Mr. Johnson’s position is also vulnerable because he is accused of lying to Parliament about what he knew, something that is normally considered a resigning matter.
To trigger a no-confidence vote in Mr. Johnson, 54 Conservative members of Parliament must write a formal protest letter to one of their senior colleagues, and the secretive nature of the process means that only a few people will know how many letters have been submitted until the threshold is reached. The prime minister would then need the support of at least half of his own lawmakers to survive a vote.
So far, only a handful of Conservative lawmakers have said publicly that they have written letters demanding a no-confidence motion in Mr. Johnson.
But many Conservative lawmakers appeared to be waiting to see Ms. Gray’s report’s findings before deciding whether to try to bring Mr. Johnson’s eventful premiership to an end.
Initially, Mr.
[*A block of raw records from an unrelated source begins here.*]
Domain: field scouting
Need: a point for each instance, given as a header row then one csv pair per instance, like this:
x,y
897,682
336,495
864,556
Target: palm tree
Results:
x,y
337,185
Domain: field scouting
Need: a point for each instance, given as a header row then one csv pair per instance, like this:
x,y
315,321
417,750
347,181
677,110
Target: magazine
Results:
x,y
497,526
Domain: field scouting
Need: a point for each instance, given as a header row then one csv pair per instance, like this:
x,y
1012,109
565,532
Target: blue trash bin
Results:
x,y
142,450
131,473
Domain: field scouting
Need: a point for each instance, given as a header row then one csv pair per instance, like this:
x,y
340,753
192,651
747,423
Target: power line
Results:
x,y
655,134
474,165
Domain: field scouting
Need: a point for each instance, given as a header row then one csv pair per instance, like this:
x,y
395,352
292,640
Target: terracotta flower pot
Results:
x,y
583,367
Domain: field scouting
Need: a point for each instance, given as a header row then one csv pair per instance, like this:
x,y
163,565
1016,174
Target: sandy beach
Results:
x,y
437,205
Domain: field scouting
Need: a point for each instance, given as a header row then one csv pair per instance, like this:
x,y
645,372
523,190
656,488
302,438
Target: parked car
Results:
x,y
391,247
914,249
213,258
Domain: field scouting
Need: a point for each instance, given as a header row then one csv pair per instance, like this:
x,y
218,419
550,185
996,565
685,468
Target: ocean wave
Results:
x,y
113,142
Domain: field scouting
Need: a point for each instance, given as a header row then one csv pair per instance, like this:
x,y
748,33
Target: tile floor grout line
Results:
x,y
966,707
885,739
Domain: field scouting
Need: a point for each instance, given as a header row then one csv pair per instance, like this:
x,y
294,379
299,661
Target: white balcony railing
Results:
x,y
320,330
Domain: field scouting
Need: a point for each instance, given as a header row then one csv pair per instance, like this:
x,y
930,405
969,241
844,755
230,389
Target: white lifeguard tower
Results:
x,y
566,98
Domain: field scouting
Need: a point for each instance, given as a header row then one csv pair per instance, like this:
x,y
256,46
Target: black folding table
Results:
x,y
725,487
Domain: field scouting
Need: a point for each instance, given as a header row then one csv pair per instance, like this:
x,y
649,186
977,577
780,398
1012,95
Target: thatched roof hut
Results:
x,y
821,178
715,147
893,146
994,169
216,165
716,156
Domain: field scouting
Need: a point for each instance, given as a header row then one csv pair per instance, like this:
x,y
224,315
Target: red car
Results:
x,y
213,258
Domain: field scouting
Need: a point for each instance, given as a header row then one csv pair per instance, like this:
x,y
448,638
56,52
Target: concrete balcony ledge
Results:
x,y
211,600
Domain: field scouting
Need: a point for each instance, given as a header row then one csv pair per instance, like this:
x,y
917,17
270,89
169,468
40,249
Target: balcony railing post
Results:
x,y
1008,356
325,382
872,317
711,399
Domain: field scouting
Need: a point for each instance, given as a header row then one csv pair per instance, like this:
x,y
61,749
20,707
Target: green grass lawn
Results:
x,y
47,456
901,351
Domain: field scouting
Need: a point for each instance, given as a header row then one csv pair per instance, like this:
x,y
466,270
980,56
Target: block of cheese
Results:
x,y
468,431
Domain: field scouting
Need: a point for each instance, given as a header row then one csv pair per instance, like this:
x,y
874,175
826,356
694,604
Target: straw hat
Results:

Johnson asked Simon Case, the head of the civil service, to investigate the accusations about the parties that at that stage mainly involved Mr. Johnson’s staff members. But to his embarrassment, Mr. Case had to recuse himself when it emerged that one event had taken place in his office.
Ms. Gray then took over, only to find herself investigating not just the conduct of officials but also of the prime minister.
The crisis worsened on Tuesday for Mr. Johnson when the Metropolitan Police said that based on information Ms. Gray had uncovered and shared with them, it would launch an investigation into parties at Downing Street.
The police had long resisted calls for their involvement, despite calls from opposition politicians, so the announcement from Cressida Dick, the London Metropolitan Police commissioner, suggested that serious questions had been raised by Ms. Gray’s inquiry.
But after the police asked for some details to be scrubbed from the report because of their own investigation, critics accused them of making an ill-timed intervention that could allow Mr. Johnson to escape judgment for flouting rules that he had imposed on others.